The really interesting thing is that some very clever consumer behaviour experts are starting to suggest that a decent chunk of UK households may never go back to our old ways.

We know the movement to less packaged, more seasonal, local food produced in more responsible ways was already coming down the tracks. But like other aspects of social change such as remote working, its rate of adoption has just gone through the roof. And because we could be experiencing this new normal, as well as dealing with the small matter of a global recession, for a very real amount of time, at least some of our new found habits are likely to stick.

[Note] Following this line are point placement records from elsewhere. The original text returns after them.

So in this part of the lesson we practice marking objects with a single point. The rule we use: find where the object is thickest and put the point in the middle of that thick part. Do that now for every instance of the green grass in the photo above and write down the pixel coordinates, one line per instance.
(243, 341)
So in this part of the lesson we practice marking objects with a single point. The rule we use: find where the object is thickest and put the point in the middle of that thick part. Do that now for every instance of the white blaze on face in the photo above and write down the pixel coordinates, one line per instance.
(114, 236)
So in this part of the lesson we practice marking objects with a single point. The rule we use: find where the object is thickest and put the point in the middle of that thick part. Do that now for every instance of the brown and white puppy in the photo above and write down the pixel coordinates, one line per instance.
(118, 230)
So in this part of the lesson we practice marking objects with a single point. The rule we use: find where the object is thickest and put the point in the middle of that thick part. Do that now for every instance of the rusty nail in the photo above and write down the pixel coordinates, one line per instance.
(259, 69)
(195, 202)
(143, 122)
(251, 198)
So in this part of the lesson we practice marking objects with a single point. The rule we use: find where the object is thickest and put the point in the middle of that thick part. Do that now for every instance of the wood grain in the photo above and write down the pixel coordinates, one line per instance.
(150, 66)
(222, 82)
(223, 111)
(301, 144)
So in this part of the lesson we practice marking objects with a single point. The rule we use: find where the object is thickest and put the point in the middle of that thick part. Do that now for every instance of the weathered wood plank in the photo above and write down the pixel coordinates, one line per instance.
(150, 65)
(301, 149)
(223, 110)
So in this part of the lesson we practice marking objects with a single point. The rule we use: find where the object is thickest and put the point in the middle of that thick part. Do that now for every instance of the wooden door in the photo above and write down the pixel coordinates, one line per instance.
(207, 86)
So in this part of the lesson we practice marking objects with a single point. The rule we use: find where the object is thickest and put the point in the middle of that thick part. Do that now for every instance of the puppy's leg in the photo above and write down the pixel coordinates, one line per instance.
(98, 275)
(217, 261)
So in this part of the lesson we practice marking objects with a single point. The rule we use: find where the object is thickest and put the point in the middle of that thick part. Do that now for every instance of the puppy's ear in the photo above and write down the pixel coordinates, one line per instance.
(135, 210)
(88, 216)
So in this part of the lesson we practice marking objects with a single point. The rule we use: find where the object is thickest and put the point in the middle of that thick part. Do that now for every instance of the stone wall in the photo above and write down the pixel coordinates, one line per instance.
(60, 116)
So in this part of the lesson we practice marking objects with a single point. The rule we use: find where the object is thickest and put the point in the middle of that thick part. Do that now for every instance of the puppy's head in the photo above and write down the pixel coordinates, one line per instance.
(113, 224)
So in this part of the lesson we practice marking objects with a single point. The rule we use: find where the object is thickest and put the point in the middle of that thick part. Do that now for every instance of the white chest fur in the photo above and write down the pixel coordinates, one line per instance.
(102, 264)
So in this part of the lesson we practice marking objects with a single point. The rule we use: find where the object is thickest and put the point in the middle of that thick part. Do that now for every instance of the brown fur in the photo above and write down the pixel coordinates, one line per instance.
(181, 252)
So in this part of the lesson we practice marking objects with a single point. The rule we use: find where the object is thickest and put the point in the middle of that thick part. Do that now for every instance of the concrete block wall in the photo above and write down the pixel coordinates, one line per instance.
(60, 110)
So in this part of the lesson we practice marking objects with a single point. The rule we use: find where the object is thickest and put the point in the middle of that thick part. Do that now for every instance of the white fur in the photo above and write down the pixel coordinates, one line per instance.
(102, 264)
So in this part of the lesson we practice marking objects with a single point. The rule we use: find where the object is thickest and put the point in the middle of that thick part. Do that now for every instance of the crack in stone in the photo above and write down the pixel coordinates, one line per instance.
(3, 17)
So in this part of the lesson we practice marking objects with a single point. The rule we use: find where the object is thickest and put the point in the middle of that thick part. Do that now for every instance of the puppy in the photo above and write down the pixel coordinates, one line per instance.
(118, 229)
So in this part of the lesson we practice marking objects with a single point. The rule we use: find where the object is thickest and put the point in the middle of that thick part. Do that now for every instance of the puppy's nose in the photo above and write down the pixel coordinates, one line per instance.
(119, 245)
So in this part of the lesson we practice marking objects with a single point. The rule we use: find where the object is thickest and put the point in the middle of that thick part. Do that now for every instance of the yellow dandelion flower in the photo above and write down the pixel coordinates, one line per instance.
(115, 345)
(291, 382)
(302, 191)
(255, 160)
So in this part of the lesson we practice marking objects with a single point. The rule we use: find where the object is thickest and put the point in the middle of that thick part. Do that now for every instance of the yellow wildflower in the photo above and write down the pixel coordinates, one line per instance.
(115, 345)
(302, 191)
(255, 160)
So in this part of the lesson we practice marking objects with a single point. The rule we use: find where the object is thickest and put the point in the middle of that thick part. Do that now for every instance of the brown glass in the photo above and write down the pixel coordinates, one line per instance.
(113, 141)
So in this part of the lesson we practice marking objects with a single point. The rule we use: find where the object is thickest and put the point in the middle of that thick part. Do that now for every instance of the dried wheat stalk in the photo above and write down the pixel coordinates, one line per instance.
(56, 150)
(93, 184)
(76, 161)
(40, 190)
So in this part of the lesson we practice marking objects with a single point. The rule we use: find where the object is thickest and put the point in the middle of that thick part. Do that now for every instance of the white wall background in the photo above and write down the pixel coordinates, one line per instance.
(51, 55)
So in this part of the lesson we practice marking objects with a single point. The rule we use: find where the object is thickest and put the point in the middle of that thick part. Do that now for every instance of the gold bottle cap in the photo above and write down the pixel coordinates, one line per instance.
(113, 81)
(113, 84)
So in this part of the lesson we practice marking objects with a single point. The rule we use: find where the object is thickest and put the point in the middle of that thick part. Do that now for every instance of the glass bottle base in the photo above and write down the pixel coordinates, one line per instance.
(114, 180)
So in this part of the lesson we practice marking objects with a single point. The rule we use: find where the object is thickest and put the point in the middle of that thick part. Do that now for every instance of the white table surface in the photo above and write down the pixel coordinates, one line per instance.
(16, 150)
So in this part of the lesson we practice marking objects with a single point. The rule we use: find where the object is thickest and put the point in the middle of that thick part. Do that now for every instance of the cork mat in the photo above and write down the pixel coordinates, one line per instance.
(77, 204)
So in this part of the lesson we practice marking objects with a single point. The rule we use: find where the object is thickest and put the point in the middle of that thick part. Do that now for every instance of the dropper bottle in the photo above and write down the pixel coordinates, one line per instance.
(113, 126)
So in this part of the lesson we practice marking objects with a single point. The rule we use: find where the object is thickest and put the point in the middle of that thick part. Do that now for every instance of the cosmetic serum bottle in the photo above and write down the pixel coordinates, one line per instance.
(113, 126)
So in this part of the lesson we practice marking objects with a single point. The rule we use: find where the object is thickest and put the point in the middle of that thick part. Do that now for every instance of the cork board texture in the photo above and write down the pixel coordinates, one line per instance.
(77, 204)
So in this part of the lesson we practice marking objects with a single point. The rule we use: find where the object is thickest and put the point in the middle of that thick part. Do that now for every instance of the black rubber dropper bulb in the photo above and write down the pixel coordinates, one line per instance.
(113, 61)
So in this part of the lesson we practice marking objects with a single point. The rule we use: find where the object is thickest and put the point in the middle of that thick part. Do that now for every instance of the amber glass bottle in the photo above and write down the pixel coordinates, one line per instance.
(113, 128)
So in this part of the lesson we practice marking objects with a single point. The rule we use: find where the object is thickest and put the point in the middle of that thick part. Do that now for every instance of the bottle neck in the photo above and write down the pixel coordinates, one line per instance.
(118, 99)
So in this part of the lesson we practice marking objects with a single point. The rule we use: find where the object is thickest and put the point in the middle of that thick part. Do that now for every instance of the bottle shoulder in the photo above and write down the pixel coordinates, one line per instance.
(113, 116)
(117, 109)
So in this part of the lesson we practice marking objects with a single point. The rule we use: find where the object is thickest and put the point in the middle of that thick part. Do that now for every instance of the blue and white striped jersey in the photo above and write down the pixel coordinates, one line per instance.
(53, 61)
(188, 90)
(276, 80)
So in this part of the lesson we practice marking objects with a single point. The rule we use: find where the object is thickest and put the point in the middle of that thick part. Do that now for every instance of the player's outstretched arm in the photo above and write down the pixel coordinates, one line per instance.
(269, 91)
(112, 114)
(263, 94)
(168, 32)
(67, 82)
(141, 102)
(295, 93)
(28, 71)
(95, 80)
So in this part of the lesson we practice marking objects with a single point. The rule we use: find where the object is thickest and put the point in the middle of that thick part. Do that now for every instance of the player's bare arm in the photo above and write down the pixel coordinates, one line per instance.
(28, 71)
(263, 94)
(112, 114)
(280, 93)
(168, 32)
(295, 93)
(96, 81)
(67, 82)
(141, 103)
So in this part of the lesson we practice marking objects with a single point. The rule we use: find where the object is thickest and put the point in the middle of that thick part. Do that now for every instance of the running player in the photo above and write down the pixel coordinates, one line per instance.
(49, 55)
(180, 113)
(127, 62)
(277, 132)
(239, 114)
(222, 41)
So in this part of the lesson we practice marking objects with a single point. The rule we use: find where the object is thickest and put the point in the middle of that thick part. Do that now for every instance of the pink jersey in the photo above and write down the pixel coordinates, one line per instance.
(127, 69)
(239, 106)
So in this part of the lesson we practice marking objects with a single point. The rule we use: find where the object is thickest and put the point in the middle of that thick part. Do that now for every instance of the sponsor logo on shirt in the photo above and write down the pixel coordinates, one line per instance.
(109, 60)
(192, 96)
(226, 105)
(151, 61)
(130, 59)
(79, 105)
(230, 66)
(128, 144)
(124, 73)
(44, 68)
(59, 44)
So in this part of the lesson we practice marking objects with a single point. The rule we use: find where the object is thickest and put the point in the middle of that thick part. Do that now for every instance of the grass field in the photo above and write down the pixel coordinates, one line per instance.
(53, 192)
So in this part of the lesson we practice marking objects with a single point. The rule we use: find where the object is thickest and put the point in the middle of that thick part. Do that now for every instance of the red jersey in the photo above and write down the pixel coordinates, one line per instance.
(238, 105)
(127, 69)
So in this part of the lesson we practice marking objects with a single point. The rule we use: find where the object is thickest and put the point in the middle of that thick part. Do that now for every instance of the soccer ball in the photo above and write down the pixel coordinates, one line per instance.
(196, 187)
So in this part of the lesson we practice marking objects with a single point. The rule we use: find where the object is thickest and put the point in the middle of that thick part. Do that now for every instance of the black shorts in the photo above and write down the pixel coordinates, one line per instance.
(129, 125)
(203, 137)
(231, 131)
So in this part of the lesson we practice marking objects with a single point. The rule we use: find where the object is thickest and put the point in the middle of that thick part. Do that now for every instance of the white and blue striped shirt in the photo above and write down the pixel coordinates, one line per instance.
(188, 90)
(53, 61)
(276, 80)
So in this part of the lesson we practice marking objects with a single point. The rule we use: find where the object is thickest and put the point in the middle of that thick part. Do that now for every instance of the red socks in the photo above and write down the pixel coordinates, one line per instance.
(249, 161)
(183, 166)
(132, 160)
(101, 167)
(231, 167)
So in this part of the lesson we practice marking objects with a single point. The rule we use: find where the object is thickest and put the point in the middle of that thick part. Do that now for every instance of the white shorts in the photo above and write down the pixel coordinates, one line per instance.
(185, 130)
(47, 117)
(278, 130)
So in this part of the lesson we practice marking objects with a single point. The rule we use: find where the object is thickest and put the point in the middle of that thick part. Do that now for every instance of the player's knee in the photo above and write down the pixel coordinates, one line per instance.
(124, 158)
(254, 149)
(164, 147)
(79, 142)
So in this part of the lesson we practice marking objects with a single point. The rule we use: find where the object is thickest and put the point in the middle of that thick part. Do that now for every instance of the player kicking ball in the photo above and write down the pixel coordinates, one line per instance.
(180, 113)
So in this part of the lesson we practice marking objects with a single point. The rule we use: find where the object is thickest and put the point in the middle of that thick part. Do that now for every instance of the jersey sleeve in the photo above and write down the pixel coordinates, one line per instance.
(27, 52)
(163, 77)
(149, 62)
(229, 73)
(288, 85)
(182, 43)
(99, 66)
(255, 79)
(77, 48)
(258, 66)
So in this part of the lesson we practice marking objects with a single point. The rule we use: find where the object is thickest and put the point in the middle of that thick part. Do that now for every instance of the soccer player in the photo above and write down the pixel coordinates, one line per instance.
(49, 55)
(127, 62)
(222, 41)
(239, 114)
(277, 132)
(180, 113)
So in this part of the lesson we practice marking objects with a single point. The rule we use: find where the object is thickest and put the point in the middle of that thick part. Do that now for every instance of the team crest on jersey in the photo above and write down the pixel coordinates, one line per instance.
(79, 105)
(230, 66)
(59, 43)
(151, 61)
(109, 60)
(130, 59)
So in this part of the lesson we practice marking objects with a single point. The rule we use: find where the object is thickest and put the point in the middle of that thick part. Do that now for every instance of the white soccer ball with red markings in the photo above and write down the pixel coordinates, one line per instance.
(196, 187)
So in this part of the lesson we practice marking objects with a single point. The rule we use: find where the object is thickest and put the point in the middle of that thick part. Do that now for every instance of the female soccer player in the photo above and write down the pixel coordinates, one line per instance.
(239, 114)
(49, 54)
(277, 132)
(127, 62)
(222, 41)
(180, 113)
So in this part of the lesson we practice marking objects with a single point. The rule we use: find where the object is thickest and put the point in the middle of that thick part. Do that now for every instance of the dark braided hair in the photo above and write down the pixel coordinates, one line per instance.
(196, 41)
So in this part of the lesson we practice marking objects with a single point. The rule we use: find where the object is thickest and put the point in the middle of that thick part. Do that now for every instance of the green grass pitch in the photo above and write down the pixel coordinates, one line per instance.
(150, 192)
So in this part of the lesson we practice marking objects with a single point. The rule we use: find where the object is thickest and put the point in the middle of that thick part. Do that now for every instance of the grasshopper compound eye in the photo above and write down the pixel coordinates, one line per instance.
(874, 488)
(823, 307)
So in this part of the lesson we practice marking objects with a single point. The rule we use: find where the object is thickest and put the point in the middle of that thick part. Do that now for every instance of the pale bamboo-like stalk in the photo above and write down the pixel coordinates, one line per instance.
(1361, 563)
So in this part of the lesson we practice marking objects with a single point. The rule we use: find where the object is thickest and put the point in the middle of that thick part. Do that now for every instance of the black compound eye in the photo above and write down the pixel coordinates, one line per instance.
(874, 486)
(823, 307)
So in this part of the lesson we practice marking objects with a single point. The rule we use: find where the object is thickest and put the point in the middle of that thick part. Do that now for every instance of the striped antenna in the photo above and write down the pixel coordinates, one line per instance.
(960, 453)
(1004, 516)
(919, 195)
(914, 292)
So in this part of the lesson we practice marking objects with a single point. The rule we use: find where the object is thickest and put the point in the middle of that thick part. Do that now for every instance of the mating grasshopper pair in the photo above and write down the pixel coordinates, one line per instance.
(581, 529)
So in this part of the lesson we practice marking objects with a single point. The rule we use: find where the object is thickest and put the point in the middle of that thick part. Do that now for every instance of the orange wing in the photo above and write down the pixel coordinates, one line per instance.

You probably won’t be getting fresh mango in January for some time. If you do it will be eye-wateringly expensive, but after a while we won’t expect to see it and then we won’t look for it.

All of a sudden we’ve been forced to make a critical connection with our consuming, especially when it comes to something as fundamental as our food. That connection had been eroding away over the last 60 or so years, both actively and accidently, in the way our food demands have been met via increasingly global supply chains. Now it’s back with a vengeance and, if Jamie is anything to go by, making its presence felt.

The great hope is that such a bolt of widespread consuming awareness in this most brutal way could foster a powerful legacy.

Which is all great, and potentially very positive indeed for the future of our consuming and its effect on our wallets, waistlines and the planet as a whole. God knows we need some positives at the moment.

But doesn’t really explain why I (admittedly got close, but) never actually bought that bottle of hand sanitizer. It’s the same reason we started obsessively sowing seeds last week.

At a time when so much control has been either taken from us or fundamentally altered overnight - from how we earn our money, to the ways and places we can spend it, the people we see, the health we’re in, and the ability to support the people and communities we love – it felt a tiny bit like we were still in charge of our own lives, our own identities, our own decision-making, our own future.

We could all do with a sense of empowerment - right now and when we finally emerge blinking into the daylight to remember that our collective battle for survival is bigger than Covid-19.

So for now, and for then, all power to us.